Country Manager von Sage Schweiz 06.04.2021, 11:38 Uhr

«Unsere gelebte Kultur ist die eines Schweizer KMU»

Die britische Sage Gruppe verkauft ihr Schweizer Geschäft. Country Manager Thomas Hersche betont im Interview die enge Verbundenheit mit den Kunden – den Schweizer KMU.
Thomas Hersche amtet seit fast einem Jahr als Country Manager von Sage Schweiz
(Quelle: Sage Schweiz)
Einer der grossen Anbieter von Business-Software in der Schweiz wird verkauft – und zwar an den HR-Software-Spezialisten Infoniqa, wie inzwischen bekannt wurde. Schon Ende vergangenen Jahres waren die Verkaufsabsichten der britischen Sage Gruppe für die Tochtergesellschaft Sage Schweiz kommuniziert worden. Im Interview mit Computerworld positioniert der Country Manager Thomas Hersche sein Unternehmen, nennt Kunden und bemerkenswerte Projekte.
Computerworld: Warum hat die Sage Gruppe entschieden, das Schweizer Geschäft zu verkaufen?
Thomas Hersche: Sage Schweiz ist eine von fünf Unternehmensbereichen, die weltweit von der Sage Gruppe verkauft werden. Angesichts der Marktchancen und des Produktportfolios von Sage Schweiz kam die Sage Gruppe zum Entschluss, dass das Unternehmen ausserhalb von Sage erfolgreicher sein wird. Sage Schweiz ist in der Lage, sich stärker auf den lokalen Markt und die Bedürfnisse der hiesigen Kunden zu konzentrieren.
CW: Der Entscheid wurde schon im November vergangenen Jahres kommuniziert. Warum so früh?
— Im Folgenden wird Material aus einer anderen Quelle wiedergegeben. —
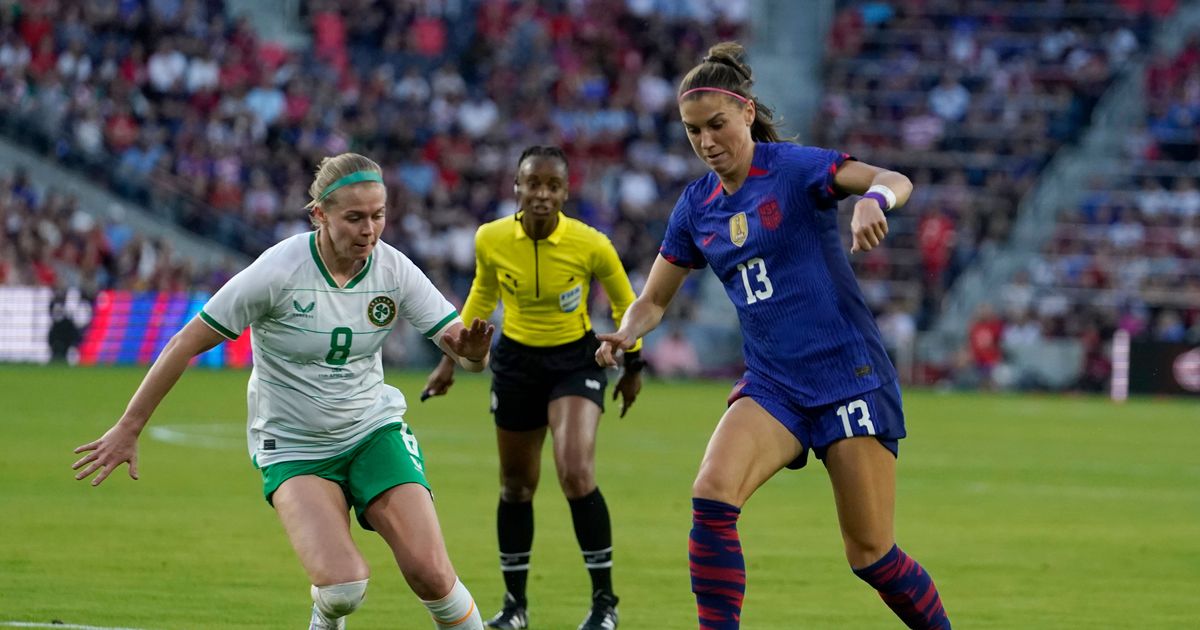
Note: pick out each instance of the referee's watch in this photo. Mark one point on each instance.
(634, 361)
Hersche: Es war uns wichtig, die Mitarbeitenden, Kunden und Partner früh in den Prozess einzubeziehen, um unseren wichtigsten Stakeholdern Klarheit und Sicherheit zu vermitteln. Als Teil eines börsenkotierten Konzerns sind wir jedoch an bestimmte rechtliche Regeln gebunden. Und da ein Verkaufsprozess eingeleitet wurde, können wir nur bestimmte Informationen zu diesem Prozess mit der Öffentlichkeit teilen. Es ist uns bewusst, dass eine solche Situation auch Raum für Spekulationen schaffen kann.
CW: Woran denken Sie?
Hersche: Zum Beispiel wurde über den Verkaufswert und mögliche Käufer spekuliert, ohne die entscheidenden Faktoren zu berücksichtigen. Hinter der Sage Schweiz stehen 140 Mitarbeitende mit starkem Branchen-Know-how und der Leidenschaft fürs Software-Business sowie für Schweizer KMU. Die Produkte, die mit dem Verkauf in Zusammenhang stehen, sind erfolgreich und werden komplett in der Schweiz entwickelt. Weiter besitzen wir eine breite Kundenbasis und einen hervorragenden Namen auf dem Schweizer Markt. Hinzu kommen langjährige Partner und ein breites Anbindungsangebot. Ausserdem bieten wir unseren Kunden seit mehr als vier Jahren ein Abo-Modell an. Heute sind 85 Prozent unseres Umsatzes wiederkehrend, also durch Abo- und Service-Verträge generiert.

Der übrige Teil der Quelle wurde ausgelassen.